El Grandland X Híbrido Enchufable 4×4 ofrece cuatro modos de conducción: EléctricoHíbrido4WD (tracción total) y Sport, que combina la potencia del motor de combustión con la de los eléctricos y permite el uso de las levas situadas en el volante. En modo Híbrido el coche selecciona automáticamente el método de propulsión más eficiente, mientras que la función ‘e-Save’ permite guardar 10 o 20 km de autonomía eléctrica en la batería para usarla más tarde, por ejemplo, en zonas habilitadas exclusivamente para vehículos eléctricos.

El tiempo de carga depende, lógicamente, del tipo de cargador utilizado. En una toma de corriente doméstica con el cable de Tipo 2 (1,8 kW) que se regala con el vehículo, una carga completa lleva siete horas (más que suficiente para una recarga nocturna mientras el coche ‘duerme’ en el garaje). Con el cargador integrado de serie de 3,7 kW, y en una toma de corriente equivalente, el tiempo se rebaja a cuatro horas, aunque opcionalmente se ofrece un wallbox (dispositivo de pared) de 7,4 kW que permite cargar la batería del Hybrid4 con el cable de Tipo 3 en menos de dos horas.

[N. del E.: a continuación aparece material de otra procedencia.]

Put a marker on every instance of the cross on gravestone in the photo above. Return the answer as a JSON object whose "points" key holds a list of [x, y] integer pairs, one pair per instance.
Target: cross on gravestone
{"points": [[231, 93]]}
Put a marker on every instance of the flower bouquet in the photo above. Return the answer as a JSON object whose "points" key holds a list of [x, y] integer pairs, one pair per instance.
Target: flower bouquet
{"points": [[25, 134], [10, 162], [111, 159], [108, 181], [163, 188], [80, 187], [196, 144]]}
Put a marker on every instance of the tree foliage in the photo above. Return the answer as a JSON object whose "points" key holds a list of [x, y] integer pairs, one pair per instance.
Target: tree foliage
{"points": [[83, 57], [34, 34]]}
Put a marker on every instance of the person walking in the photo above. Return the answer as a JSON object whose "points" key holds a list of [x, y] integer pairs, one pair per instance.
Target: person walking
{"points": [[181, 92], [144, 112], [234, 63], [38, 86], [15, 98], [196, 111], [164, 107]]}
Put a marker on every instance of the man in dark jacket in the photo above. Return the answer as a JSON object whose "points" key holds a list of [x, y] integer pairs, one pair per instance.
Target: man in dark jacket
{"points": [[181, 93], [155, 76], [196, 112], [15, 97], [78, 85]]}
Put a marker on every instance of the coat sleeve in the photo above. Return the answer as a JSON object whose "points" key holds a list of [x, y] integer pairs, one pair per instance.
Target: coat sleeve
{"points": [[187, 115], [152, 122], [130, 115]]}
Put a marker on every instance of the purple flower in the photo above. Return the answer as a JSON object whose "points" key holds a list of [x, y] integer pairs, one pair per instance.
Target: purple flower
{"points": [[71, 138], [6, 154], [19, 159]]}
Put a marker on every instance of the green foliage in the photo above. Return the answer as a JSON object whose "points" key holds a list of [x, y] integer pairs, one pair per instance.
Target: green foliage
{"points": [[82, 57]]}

Para mejorar aún más su eficiencia, el Grandland X Híbrido Enchufable cuenta con un sistema de frenado regenerativo (o marcha B) que recupera la energía producida durante las fases de frenada o desaceleración. Para activar la posición B sólo hay que empujar hacia atrás la palanca del cambio automático, y para volver a la posición D (directa) basta con hacer el mismo gesto.

Precios

El primer híbrido enchufable de Opel ya está disponible en España por 43.800 euros, con descuentos promocionales y con el nivel de acabado más alto (Ultimate), aunque también se puede adquirir mediante ‘leasing’ por 399 euros al mes. La versión de tracción delantera (con 224 CV de potencia y en dos niveles de acabado) estará disponible para pedidos a partir de marzo y las primeras entregas empezarán en abril con un precio desde 34.900 euros (también con campañas) para el nivel de equipamiento Selective (el básico).

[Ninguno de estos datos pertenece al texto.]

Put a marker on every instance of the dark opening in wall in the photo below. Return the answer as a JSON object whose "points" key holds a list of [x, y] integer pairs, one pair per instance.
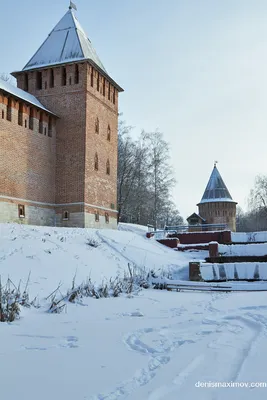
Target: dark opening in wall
{"points": [[108, 168], [50, 126], [21, 211], [92, 77], [41, 123], [9, 109], [65, 215], [51, 78], [109, 133], [77, 74], [20, 114], [64, 76], [97, 85], [97, 126], [39, 80], [31, 119], [26, 82], [96, 162], [104, 87]]}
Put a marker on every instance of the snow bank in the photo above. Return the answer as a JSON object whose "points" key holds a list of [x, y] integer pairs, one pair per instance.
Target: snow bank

El amplio equipamiento del Grandland X Híbrido Enchufable 4×4 Ultimate incluye compresor de aire acondicionado y calefacción eléctricos con control remoto, sistema de infoentretenimiento Navi 5.0 IntelliLink con pantalla táctil a color de 8,0 pulgadas, alerta de colisión frontal con frenado automático de emergencia y detección de peatones, alerta por somnolencia del conductor, lector de señales de tráfico y asistente de mantenimiento de carril, Park Pilot delantero y trasero, apertura y arranque con llave manos libres, portón trasero eléctrico, asientos delanteros ergonómicos, climatizador automático bizona y llantas de aleación ligera de 19 pulgadas.

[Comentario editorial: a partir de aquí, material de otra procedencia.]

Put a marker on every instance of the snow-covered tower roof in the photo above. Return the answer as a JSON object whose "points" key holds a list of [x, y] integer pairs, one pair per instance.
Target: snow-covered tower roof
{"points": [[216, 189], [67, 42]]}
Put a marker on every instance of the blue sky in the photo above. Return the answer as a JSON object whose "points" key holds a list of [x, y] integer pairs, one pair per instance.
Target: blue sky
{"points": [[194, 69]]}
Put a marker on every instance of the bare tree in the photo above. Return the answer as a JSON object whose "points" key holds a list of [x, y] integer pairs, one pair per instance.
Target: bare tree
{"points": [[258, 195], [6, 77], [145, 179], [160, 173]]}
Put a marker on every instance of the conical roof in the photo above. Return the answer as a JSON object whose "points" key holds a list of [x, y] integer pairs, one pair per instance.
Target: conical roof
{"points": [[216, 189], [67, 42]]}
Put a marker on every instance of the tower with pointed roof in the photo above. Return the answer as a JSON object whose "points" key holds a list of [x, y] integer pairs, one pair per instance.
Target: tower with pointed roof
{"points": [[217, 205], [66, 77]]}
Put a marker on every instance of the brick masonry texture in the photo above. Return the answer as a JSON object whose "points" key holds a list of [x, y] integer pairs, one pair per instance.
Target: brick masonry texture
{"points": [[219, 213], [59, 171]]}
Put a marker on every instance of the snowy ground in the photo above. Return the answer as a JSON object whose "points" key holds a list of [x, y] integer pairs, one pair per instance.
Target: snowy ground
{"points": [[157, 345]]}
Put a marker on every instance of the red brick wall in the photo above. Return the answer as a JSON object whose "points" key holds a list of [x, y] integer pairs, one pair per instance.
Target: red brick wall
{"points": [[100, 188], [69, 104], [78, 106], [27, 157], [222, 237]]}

Tampoco podía faltar el nuevo servicio OpelConnect, que incluye navegación ‘online’ con información del tráfico en tiempo real y los precios actuales del combustible, además de la comprobación de los datos clave del vehículo a través de una aplicación, conexión directa con la asistencia en carretera en caso de avería y la llamada de emergencia e-Call. El botón rojo permite acceder a la ayuda en cuestión de segundos. Si se despliegan los pretensores de los cinturones de seguridad o los airbags, la llamada de emergencia se activa automáticamente. No se valora la utilidad de estos servicios hasta que se necesitan.